An increase in indirect bookings from OTAs can help drive occupancy during low season by increasing the potential booking audience for your portfolio of properties, while an increase in direct bookings helps to drive net ADRs for property managers to maximize revenue during high season when there is a lot of demand.

Understanding Distribution Costs in a Revenue Management Strategy

Let’s dive a little deeper into distribution costs in order to get a better understanding of how and where you should invest resources towards generating more bookings.

Distribution costs are constantly on the rise in the travel industry. As OTAs look to drive more revenue, they will likely look to increase the distribution fees on their platforms. Property managers and owners understand that the power of the OTAs (marketing, audience reach, etc.) is incredibly valuable and will need to fight, or at least plan for, these increases as best as possible. Since we now know that all bookings are not created equal, it’s important to understand how distribution channel factors can have an impact on net ADRs.

First off, the fee structures differ per OTA. Some charge a flat fee, while others use a percentage model, and within the percentage model, the total percentage of OTA fees can vary by market.

At the end of the day, someone has to pay for those fees. That's either a visible line item to the guest, or a hidden cost property managers have to absorb or decide to “pass-through” to the guest (in essence, increasing the base price to take into account the OTA fee).

Let’s look at an example—say you get two $100/night bookings for 3 nights, one on Airbnb and the other through your direct booking website. Are you taking in the same amount of revenue?

Which booking would you rather take?


Airbnb


Direct Website

# of Nights

3

3

ADR

$100

$100

Distribution Fee

5%

2%

Net ADR

$95

$98

Net Booking Revenue

$285

$294


In effect, you aren’t. When taking into consideration all aspects of managing a short-term rental, the difference between OTA vs. direct bookings can become noticeable.

Effectively Managing Vacation Rental Distribution Costs

Understanding how distribution costs can impact the bottom line of a short term rental business is only half the battle for property owners and managers. It's also important to have the right tools and know-how to be able to effectively manage booking distribution for specific properties.

Performing a basic distribution cost analysis is the beginning. Questions to ask yourself can include:

  • How much does an average booking cost on each channel that you sell on?
  • Who is currently eating the cost of that fee?
  • Is it being put on the guest and built into their overall booking total?
  • Are you charging owners per booking to cover the additional costs?
  • Are property managers eating the cost of distribution after owners are paid out?
  • How can you limit the impact of distribution fees?

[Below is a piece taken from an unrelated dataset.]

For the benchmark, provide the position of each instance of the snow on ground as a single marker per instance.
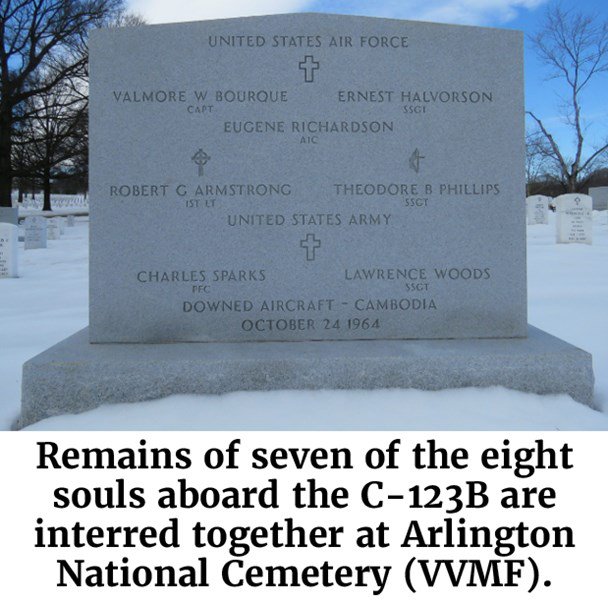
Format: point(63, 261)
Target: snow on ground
point(567, 297)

The ultimate goal should be to make the guest pay without having an impact on booking pace. One option to accomplish that could be to explain to the owners how the landscape is changing and distribution fees need to be taken into account at some point. The alternative is for property managers to pay for it. As distribution costs rise, property managers should be focused on minimizing those costs and ensuring that they do not eat into their bottom line.

Channel Managers Can Help “Bake Fees Into the Cake”

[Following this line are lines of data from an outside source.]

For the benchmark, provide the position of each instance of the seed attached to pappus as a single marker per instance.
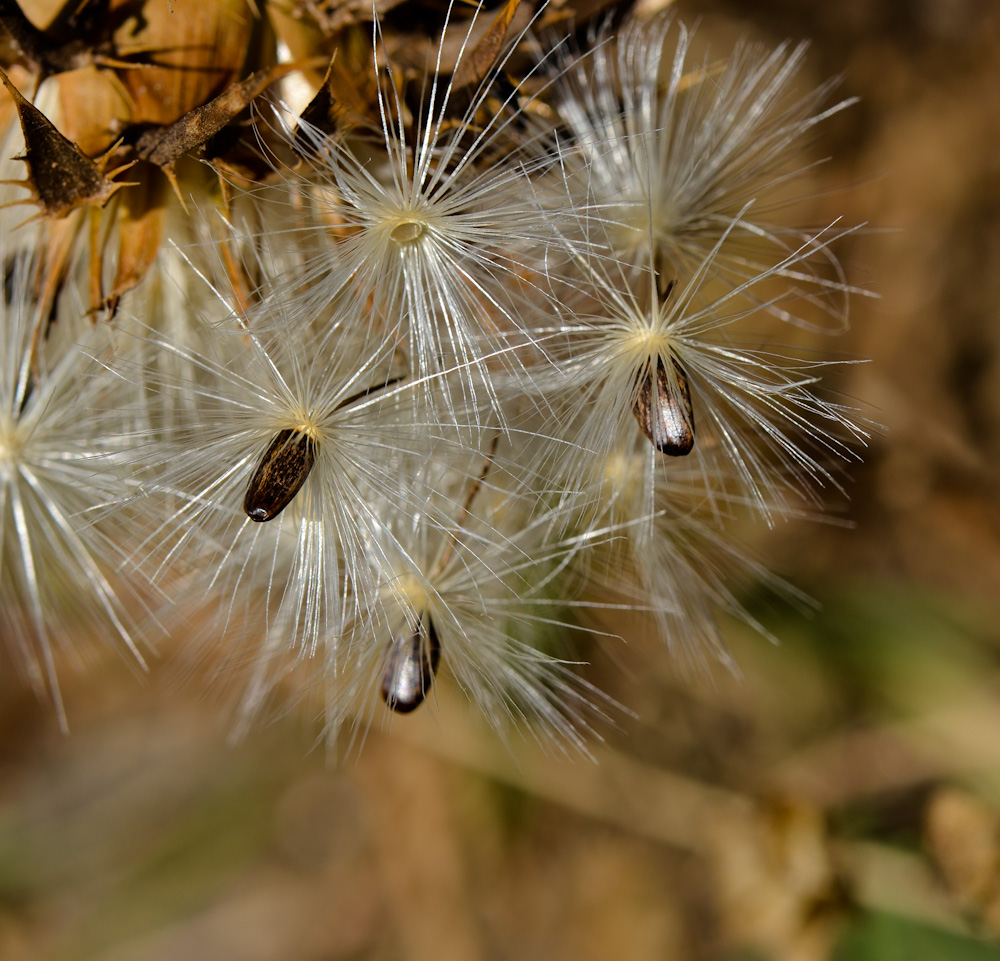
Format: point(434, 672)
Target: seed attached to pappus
point(410, 667)
point(669, 421)
point(280, 475)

If you’re using a channel manager—like Relay—you can use the channel markup features to automatically increase pricing only on certain channels to help cover the cost of that OTA’s distribution fees.

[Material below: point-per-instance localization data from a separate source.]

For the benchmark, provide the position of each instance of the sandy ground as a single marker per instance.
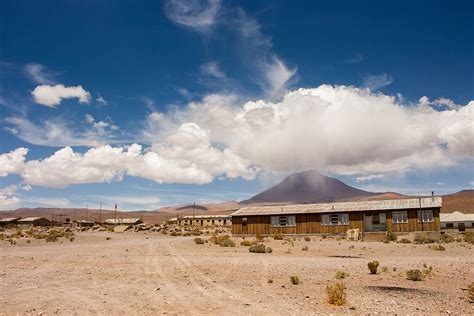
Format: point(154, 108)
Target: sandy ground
point(138, 273)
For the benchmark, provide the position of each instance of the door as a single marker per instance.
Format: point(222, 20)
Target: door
point(244, 226)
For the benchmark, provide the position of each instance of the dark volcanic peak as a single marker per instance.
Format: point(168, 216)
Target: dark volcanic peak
point(307, 187)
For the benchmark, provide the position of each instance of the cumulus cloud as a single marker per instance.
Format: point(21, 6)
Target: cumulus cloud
point(100, 99)
point(12, 162)
point(52, 96)
point(199, 15)
point(39, 74)
point(8, 196)
point(369, 177)
point(376, 82)
point(57, 132)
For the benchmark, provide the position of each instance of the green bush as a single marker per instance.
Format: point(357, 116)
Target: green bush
point(415, 275)
point(295, 280)
point(373, 265)
point(335, 293)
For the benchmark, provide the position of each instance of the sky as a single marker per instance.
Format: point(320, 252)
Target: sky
point(155, 103)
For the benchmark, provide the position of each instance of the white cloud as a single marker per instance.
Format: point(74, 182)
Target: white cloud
point(58, 132)
point(8, 196)
point(100, 99)
point(376, 82)
point(369, 177)
point(52, 96)
point(212, 69)
point(12, 162)
point(196, 14)
point(38, 73)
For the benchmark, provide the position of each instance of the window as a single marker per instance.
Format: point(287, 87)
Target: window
point(399, 217)
point(425, 216)
point(335, 219)
point(283, 221)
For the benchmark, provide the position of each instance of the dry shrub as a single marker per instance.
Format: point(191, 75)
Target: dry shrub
point(341, 275)
point(446, 238)
point(336, 294)
point(248, 243)
point(200, 241)
point(278, 236)
point(295, 280)
point(423, 239)
point(469, 237)
point(51, 238)
point(415, 275)
point(404, 241)
point(373, 265)
point(260, 248)
point(470, 291)
point(438, 247)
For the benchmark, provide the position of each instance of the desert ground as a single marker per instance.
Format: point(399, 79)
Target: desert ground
point(151, 273)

Higher prices on OTA channels will either help cover the cost of the distribution fees, or, with a good direct marketing campaign, higher OTA prices will train guests to book via direct channels instead.  

Be aware, however, that having different prices for the same listing on various online channels places your listing out of price parity. While OTAs do not currently “punish” listings for having a higher price on their channel versus another, this may be a tactic that the OTAs use in the future to discourage price disparity.

Incorporate Both to Maximize Revenue and Occupancy

Whether or not you use indirect or direct bookings, or a combination of both, it's important to understand how distribution fees work and fluctuate. Having a strategy in place to ensure you’re maximizing revenue is essential for the health and success of your short-term rental portfolio.

We recommend that you use both a direct and indirect booking strategy, combined with a dynamic pricing tool like Beyond’s tool, in order to maximize the revenue and occupancy for your short-term rental property.